The endothelial αENaC contributes to vascular endothelial function in vivo

The Epithelial Sodium Channel (ENaC) is a key player in renal sodium homeostasis. The expression of α β γ ENaC subunits has also been described in the endothelium and vascular smooth muscle, suggesting a role in vascular function. We recently demonstrated that endothelial ENaC is involved in aldosterone-modulated endothelial stiffness. Here we explore the functional role of the endothelial αENaC subunit in vascular function in vivo. Compared to littermates, mice with conditional αENaC subunit gene inactivation in the endothelium only (endo-αENaC Knock Out mice) had no difference in their physiological parameters such as systolic blood pressure or heart rate. Acute and long-term renal Na+ handlings were not affected, indicating that endothelial αENaC subunit is not involved in renal sodium balance. Pharmacological inhibition of ENaC with benzamil blunted acetylcholine-induced nitric oxide production in mesenteric arteries from wild type mice but not in endo-αENaC KO mice, suggesting a critical role of endothelial ENaC in agonist-induced nitric oxide production. In endo-αENaC KO mice, compensatory mechanisms occurred and steady state vascular function was not altered except for flow-mediated dilation. Our data suggest that endothelial αENaC contributes to vascular endothelial function in vivo.

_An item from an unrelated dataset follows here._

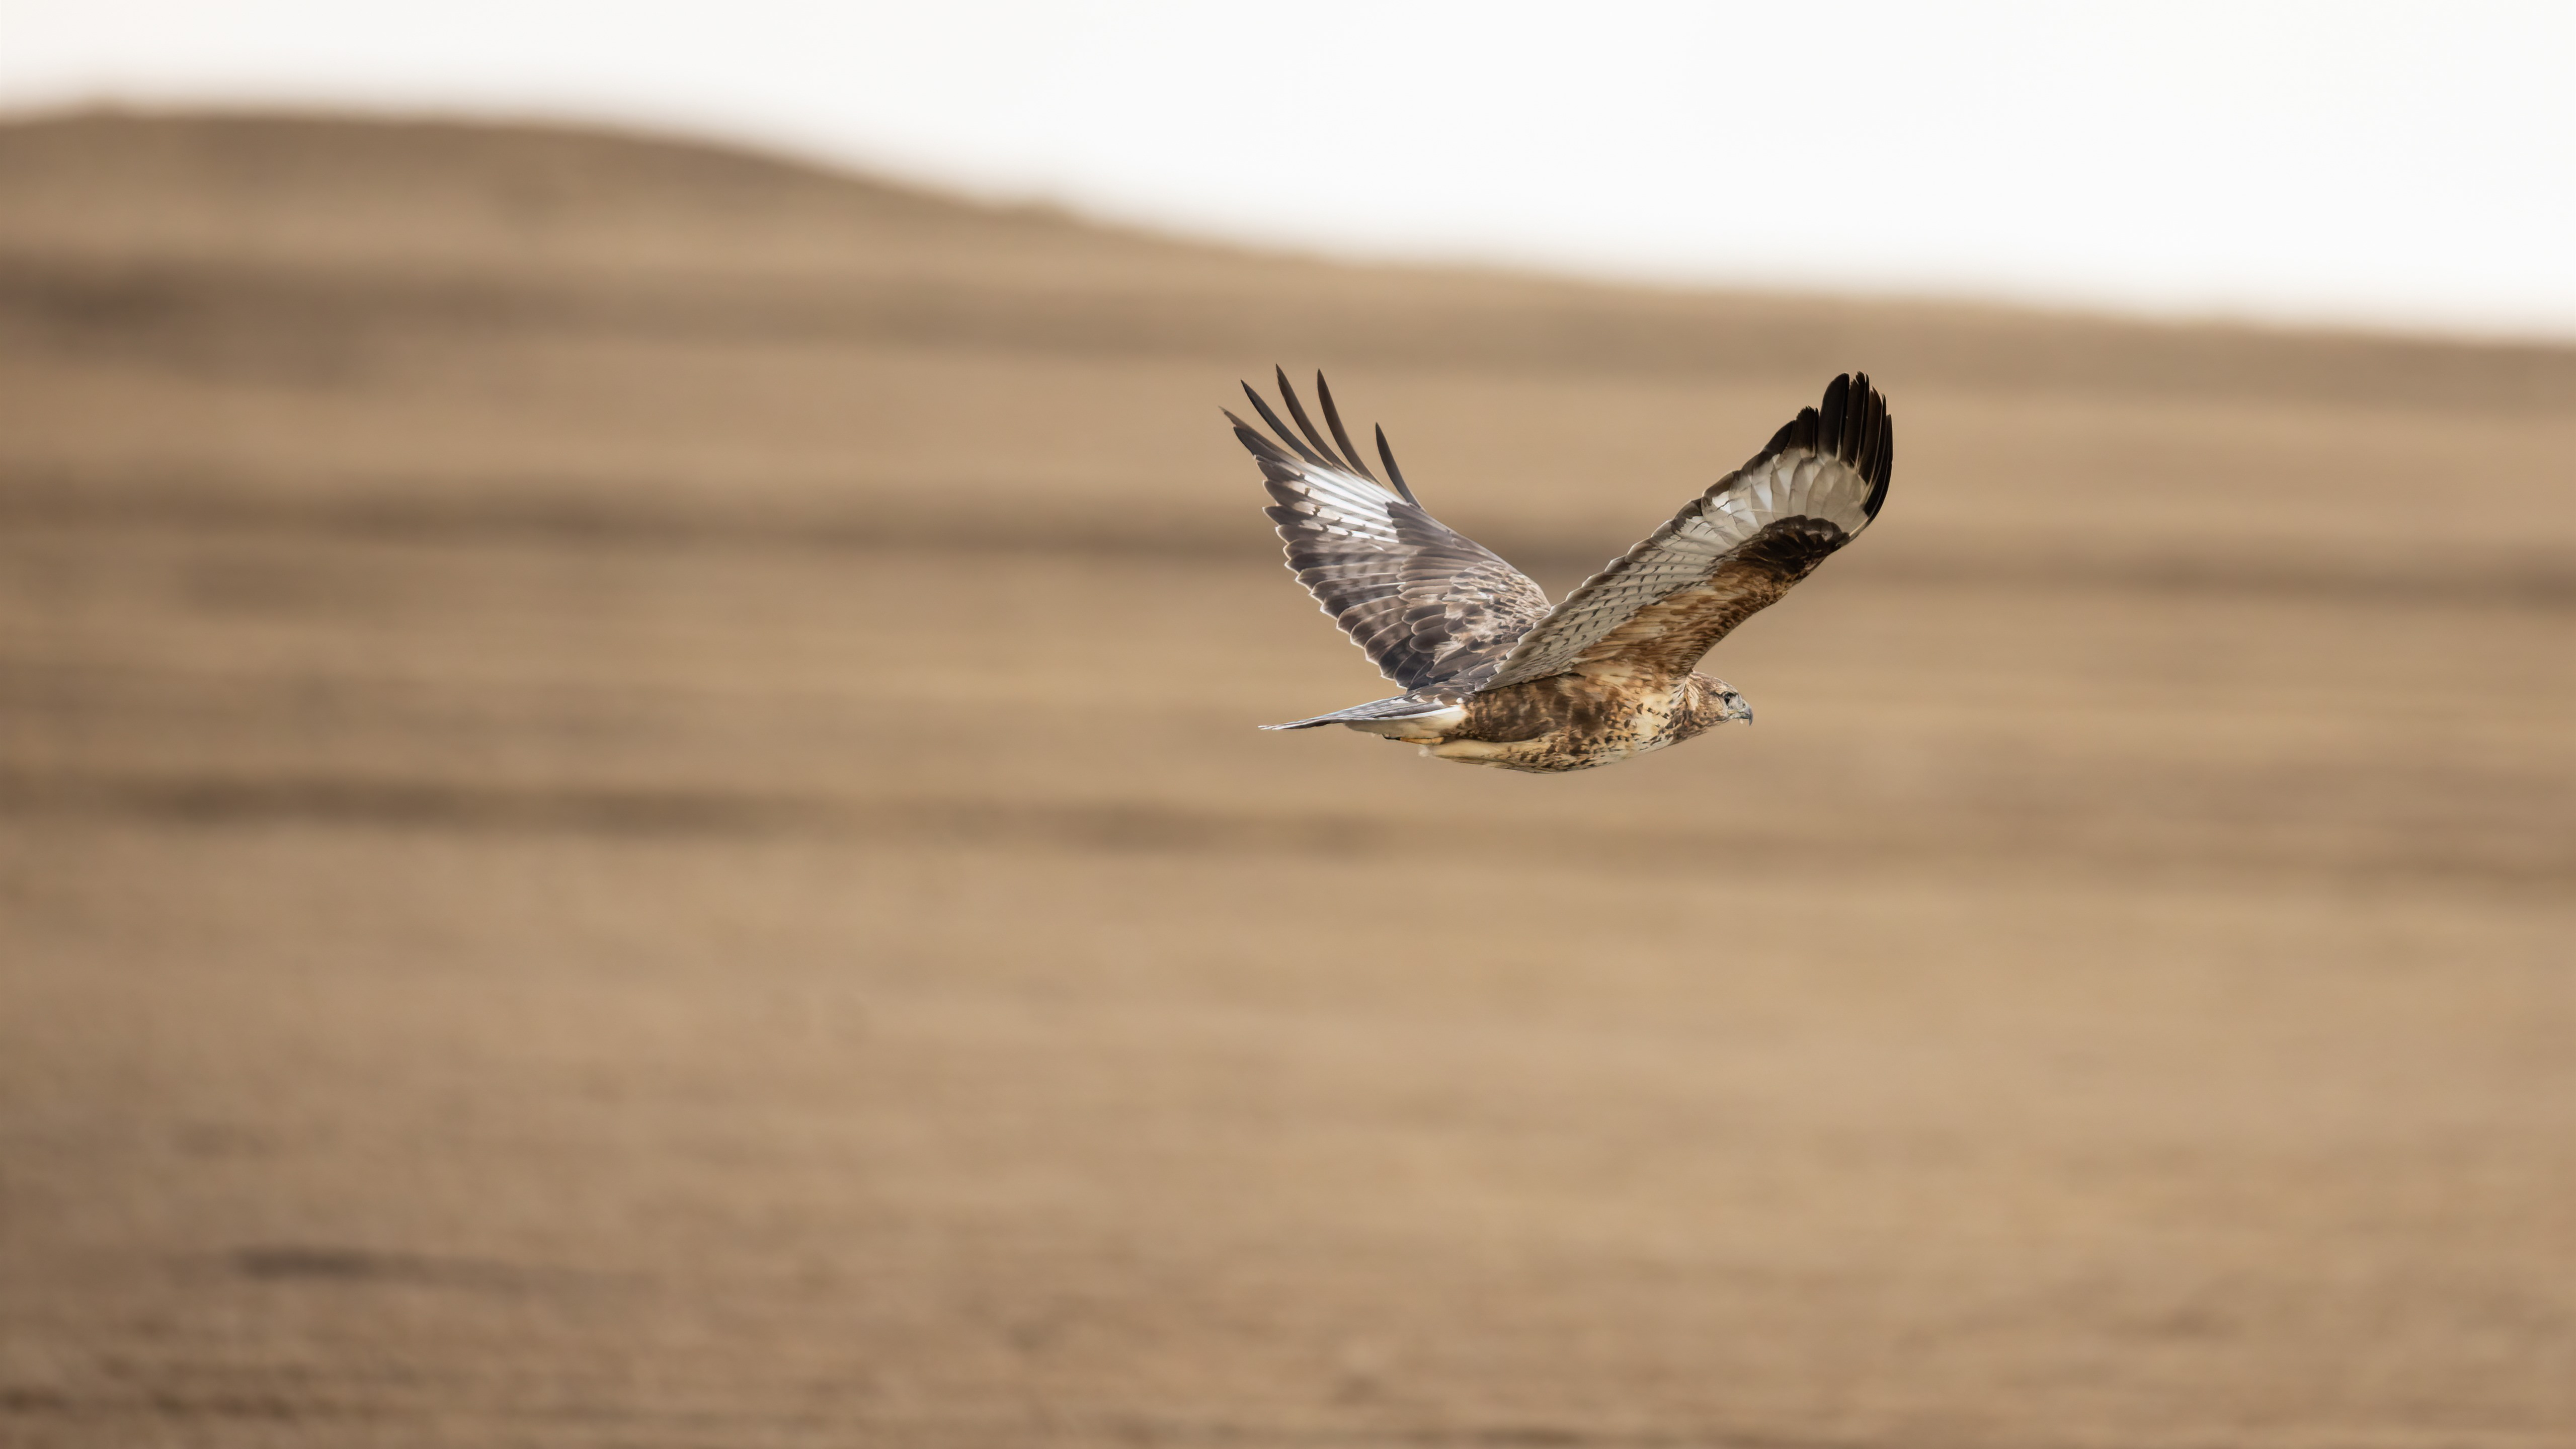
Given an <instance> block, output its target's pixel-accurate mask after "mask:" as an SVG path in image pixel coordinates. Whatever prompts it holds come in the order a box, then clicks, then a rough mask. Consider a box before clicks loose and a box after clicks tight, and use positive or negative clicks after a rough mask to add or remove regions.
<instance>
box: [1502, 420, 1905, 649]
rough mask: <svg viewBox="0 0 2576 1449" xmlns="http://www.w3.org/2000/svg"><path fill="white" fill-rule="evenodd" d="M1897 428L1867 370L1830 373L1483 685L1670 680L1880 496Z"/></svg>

上皮钠通道（ENaC）是维持肾脏钠稳态的关键因素。α、β、γ ENaC 亚单位的表达亦见于内皮和血管平滑肌，暗示其在血管功能中扮演一定角色。近期，我们证实内皮 ENaC 参与了醛固酮调节的内皮刚度。本研究旨在探讨内皮 αENaC 亚单位在体内血管功能中的功能作用。与对照小鼠相比，仅在内皮中条件性灭活 αENaC 亚单位基因的小鼠（endo-αENaC 敲除小鼠）在生理参数如收缩压或心率上并无显著差异。急性及长期肾钠处理未受影响，表明内皮 αENaC 亚单位不参与肾脏钠平衡。使用苯氨咪对 ENaC 的药理抑制削弱了野生型小鼠肠系膜动脉中乙酰胆碱诱导的氮氧化物产生，但在 endo-αENaC 敲除小鼠中则无此效果，提示内皮 ENaC 在激动剂诱导的氮氧化物产生中发挥关键作用。在 endo-αENaC 敲除小鼠中，发生补偿机制，稳态血管功能未受影响，除血流介导的血管扩张外。我们的数据表明，内皮 αENaC 对体内血管内皮功能有所贡献。